I very much doubt whether many—if any—prisons run such impoverished regimes as the hon. Lady suggests. But it is clear that there is a problem which we steadily sought to address in the past decade and which we are within sight of resolving. Two thousand prison places have become available over the past two years, a further 1,600 will become available this year and there are 7,000 in the pipeline. Fourteen new prisons are being constructed, nine of which are local prisons or will take remand prisoners. Provided that there is no sudden surge in unconvicted prisoners, that puts us on course to resolve many of the problems. I am sure that the hon. Lady will agree that it was about time that a Government came to power who were willing to put resources into the prisons, and this Government are doing that.

Mr. Hanley

My hon. and learned Friend's answers are most welcome. However, does he agree that, whatever the conditions under which remand prisoners are kept, the worst part of their existence is the length of time before their trial? Do he and his colleagues have any initiatives to reduce the time before trial for remand prisoners?

Mr. Mellor

Yes, Sir. In various parts of the country, courts are now subjecting themselves to the discipline of fairly strict guidance about the time in which certain stages of a trial should proceed. I wholly agree with my hon. Friend that there are twin problems. First, there is the number of people whom the courts—perfectly properly in most instances—decide to remand in custody and, secondly, there is the period for which those people are on remand.

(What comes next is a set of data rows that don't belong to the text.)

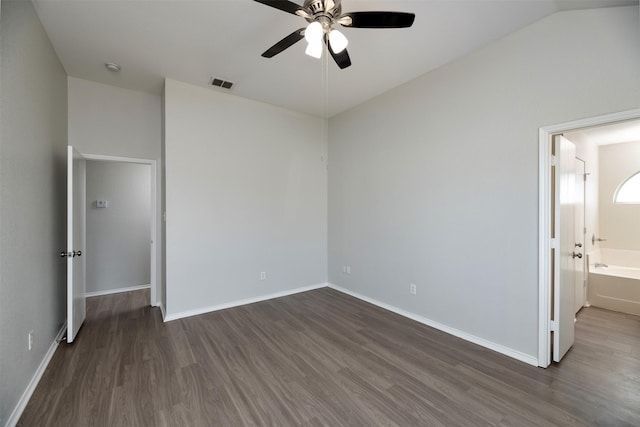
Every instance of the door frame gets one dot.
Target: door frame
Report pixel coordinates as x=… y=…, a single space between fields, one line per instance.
x=545 y=136
x=155 y=198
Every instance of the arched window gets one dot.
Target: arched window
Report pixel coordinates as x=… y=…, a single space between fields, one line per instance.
x=629 y=191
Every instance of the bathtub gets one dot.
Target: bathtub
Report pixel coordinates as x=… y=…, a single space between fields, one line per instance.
x=617 y=286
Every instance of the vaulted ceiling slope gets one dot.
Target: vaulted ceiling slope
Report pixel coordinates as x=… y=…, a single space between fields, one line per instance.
x=192 y=41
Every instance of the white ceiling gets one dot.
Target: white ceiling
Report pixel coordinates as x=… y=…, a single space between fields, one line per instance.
x=192 y=41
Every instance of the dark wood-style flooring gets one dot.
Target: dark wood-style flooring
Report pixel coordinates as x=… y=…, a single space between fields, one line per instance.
x=322 y=358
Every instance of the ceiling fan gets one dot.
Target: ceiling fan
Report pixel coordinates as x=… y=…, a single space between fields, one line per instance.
x=322 y=15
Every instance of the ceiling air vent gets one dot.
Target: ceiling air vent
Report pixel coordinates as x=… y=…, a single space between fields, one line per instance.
x=221 y=83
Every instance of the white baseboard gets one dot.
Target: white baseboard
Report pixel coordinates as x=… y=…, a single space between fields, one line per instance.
x=116 y=291
x=31 y=387
x=526 y=358
x=189 y=313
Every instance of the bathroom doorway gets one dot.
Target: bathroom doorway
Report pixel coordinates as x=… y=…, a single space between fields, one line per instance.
x=551 y=309
x=121 y=225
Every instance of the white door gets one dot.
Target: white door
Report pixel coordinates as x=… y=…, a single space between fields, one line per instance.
x=580 y=236
x=76 y=225
x=564 y=293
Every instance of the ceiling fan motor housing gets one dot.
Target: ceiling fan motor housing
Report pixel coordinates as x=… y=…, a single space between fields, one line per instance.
x=328 y=8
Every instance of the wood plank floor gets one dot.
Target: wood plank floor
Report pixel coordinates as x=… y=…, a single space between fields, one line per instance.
x=322 y=358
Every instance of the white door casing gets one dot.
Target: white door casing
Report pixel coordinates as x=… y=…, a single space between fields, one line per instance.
x=545 y=221
x=580 y=263
x=564 y=255
x=76 y=228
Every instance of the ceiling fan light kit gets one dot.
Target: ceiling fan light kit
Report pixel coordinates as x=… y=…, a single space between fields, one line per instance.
x=322 y=15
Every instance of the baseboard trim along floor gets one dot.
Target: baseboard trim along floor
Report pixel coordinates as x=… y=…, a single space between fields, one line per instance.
x=31 y=387
x=526 y=358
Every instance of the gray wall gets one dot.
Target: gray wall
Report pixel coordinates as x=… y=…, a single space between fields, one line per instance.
x=246 y=187
x=33 y=139
x=619 y=223
x=436 y=182
x=118 y=236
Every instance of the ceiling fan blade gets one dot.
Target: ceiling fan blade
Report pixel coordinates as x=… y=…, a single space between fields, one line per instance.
x=377 y=19
x=285 y=43
x=342 y=58
x=285 y=5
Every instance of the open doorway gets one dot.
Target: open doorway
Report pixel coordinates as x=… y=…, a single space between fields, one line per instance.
x=551 y=253
x=121 y=225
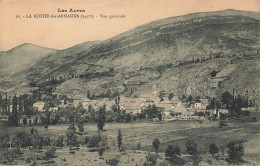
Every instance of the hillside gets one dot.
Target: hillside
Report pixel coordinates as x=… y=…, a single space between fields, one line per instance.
x=19 y=82
x=176 y=54
x=160 y=53
x=22 y=57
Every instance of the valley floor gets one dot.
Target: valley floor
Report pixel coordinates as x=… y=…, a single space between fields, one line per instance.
x=169 y=133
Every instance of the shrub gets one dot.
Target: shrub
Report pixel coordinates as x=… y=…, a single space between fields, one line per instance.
x=235 y=152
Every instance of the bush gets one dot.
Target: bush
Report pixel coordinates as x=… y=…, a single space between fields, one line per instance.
x=235 y=153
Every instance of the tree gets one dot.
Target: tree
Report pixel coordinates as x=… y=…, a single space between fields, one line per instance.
x=101 y=152
x=70 y=131
x=160 y=116
x=46 y=141
x=101 y=118
x=21 y=139
x=191 y=147
x=36 y=141
x=4 y=140
x=213 y=73
x=227 y=99
x=151 y=160
x=139 y=146
x=213 y=149
x=14 y=112
x=20 y=107
x=81 y=127
x=94 y=141
x=190 y=98
x=170 y=96
x=119 y=139
x=235 y=153
x=73 y=142
x=49 y=154
x=171 y=152
x=156 y=144
x=59 y=142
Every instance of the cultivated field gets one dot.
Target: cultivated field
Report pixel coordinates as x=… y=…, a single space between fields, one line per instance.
x=168 y=132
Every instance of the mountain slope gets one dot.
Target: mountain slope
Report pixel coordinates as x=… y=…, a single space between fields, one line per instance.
x=176 y=54
x=162 y=53
x=19 y=82
x=22 y=57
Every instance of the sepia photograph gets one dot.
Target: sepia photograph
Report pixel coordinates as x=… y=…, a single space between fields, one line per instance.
x=130 y=82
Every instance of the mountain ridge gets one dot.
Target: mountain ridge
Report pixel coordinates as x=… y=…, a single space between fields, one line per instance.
x=146 y=54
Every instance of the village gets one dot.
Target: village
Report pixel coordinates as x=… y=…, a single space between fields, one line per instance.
x=170 y=107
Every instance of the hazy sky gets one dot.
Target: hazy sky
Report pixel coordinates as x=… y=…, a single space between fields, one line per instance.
x=63 y=33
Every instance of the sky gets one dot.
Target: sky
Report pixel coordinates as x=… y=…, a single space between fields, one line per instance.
x=61 y=33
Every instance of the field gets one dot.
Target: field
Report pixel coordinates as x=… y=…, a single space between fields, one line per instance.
x=168 y=132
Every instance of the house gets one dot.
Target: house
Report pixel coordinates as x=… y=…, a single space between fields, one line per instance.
x=39 y=106
x=199 y=105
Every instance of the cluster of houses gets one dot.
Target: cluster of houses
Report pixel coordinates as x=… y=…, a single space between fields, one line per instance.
x=171 y=108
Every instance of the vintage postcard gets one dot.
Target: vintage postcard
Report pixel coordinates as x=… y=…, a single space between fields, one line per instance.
x=130 y=82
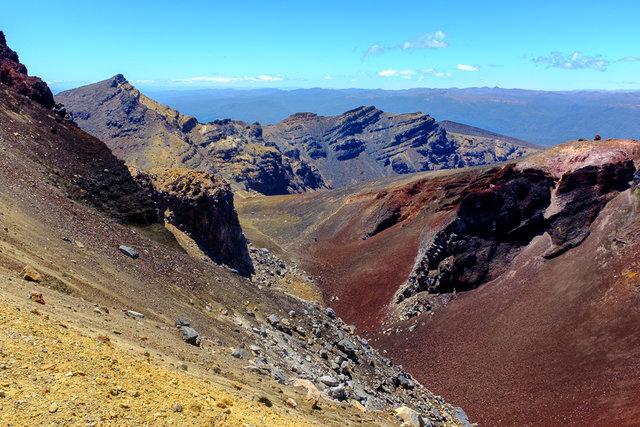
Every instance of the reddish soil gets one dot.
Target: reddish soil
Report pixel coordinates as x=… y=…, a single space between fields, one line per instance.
x=551 y=342
x=548 y=342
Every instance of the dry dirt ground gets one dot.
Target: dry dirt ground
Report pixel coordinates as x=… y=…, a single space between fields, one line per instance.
x=69 y=362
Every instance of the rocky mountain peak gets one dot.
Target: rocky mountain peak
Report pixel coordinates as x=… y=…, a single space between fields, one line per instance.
x=118 y=79
x=14 y=74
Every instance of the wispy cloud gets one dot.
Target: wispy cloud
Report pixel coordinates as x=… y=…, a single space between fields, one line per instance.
x=405 y=74
x=629 y=59
x=431 y=40
x=411 y=74
x=466 y=67
x=260 y=78
x=575 y=61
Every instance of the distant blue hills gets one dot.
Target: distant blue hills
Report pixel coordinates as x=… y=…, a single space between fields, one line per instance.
x=540 y=117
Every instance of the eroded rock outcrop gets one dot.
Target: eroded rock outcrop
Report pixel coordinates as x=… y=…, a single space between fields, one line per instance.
x=367 y=143
x=502 y=212
x=150 y=135
x=15 y=75
x=200 y=205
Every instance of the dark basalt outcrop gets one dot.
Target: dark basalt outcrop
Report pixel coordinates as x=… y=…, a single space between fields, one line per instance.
x=15 y=75
x=503 y=211
x=200 y=205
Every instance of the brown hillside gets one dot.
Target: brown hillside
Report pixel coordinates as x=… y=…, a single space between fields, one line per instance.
x=544 y=251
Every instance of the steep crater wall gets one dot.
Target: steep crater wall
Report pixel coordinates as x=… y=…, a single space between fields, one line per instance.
x=200 y=205
x=502 y=212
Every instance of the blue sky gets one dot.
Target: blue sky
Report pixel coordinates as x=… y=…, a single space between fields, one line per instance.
x=554 y=45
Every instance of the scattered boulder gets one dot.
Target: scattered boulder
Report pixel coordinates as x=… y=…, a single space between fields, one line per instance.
x=313 y=395
x=30 y=274
x=182 y=321
x=273 y=320
x=328 y=381
x=338 y=393
x=36 y=297
x=358 y=406
x=410 y=416
x=241 y=353
x=132 y=313
x=264 y=400
x=291 y=402
x=278 y=375
x=347 y=347
x=462 y=416
x=189 y=335
x=129 y=251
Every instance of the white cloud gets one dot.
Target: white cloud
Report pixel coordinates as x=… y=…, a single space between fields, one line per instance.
x=267 y=78
x=374 y=49
x=574 y=61
x=405 y=74
x=388 y=73
x=260 y=78
x=465 y=67
x=211 y=79
x=431 y=40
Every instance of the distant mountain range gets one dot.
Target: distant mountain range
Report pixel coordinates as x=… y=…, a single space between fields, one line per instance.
x=303 y=152
x=541 y=117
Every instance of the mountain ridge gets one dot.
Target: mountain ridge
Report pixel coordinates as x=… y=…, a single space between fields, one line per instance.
x=541 y=117
x=303 y=152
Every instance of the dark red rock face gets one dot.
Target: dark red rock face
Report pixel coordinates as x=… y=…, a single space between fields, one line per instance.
x=505 y=213
x=200 y=205
x=14 y=74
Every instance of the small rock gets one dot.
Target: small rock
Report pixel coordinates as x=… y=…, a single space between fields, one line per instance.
x=264 y=400
x=338 y=393
x=182 y=321
x=128 y=251
x=410 y=416
x=132 y=313
x=358 y=405
x=241 y=353
x=328 y=380
x=36 y=297
x=462 y=416
x=30 y=274
x=278 y=375
x=190 y=336
x=273 y=320
x=347 y=347
x=313 y=395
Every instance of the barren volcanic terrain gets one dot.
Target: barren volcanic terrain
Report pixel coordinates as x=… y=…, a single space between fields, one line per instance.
x=115 y=310
x=514 y=288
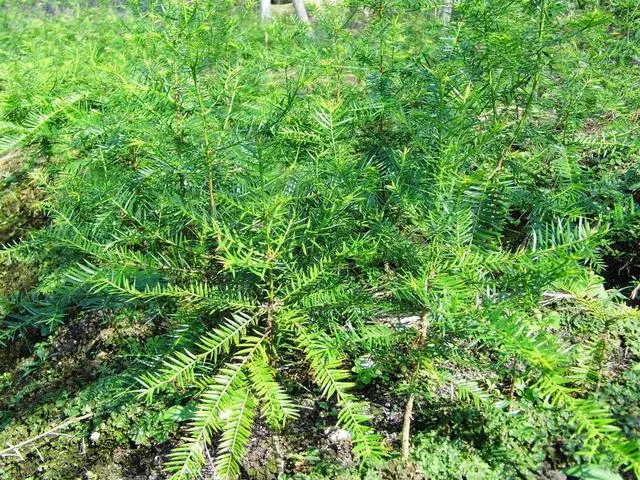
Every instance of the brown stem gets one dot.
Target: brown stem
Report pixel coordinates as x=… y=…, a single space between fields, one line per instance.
x=279 y=459
x=406 y=426
x=408 y=409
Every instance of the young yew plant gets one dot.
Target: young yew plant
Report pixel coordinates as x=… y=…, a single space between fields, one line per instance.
x=401 y=188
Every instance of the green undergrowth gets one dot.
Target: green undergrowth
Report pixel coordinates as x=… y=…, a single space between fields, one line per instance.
x=245 y=247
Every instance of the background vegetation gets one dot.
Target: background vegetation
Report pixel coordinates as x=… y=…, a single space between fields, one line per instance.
x=385 y=244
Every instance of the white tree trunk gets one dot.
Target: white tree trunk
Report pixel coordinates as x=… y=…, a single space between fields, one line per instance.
x=301 y=11
x=265 y=9
x=445 y=11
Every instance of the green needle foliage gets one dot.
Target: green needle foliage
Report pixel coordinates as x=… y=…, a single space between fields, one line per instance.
x=283 y=195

We want to ensure that there are no unavoidable delays in the administration of the justice system, and we are doing that.

Mr. Sheerman

The Minister is notorious for being able to slide off the point. He is aware that after the events at Risley in 1989 and after the prison disturbances in 1986 and 1988, strong recommendations were made for different treatment of remand prisoners. Why did not the Government react to those recommendations? Why did they do so little? Is the Minister conscious that Vivienne Stern, the director of the National Association for the Care and Resettlement of Offenders, said that if only the Government had acted, Strangeways might not have happened?

Mr. Mellor

That is a superficial and unfair analysis. The hon. Gentleman knows full well that the 14 prisons being constructed, nine of which will take remand prisoners, will make a massive contribution to solving the problem. If the hon. Gentleman wants to initiate a debate on these matters, we shall be only too happy to discuss them with him. If he promises me that he will spend the first 10 minutes explaining the dismal policies of the previous Labour Government, who cut prison building to the bone, I will listen to his second 10 minutes, when he will no doubt tell us how we should run the system now.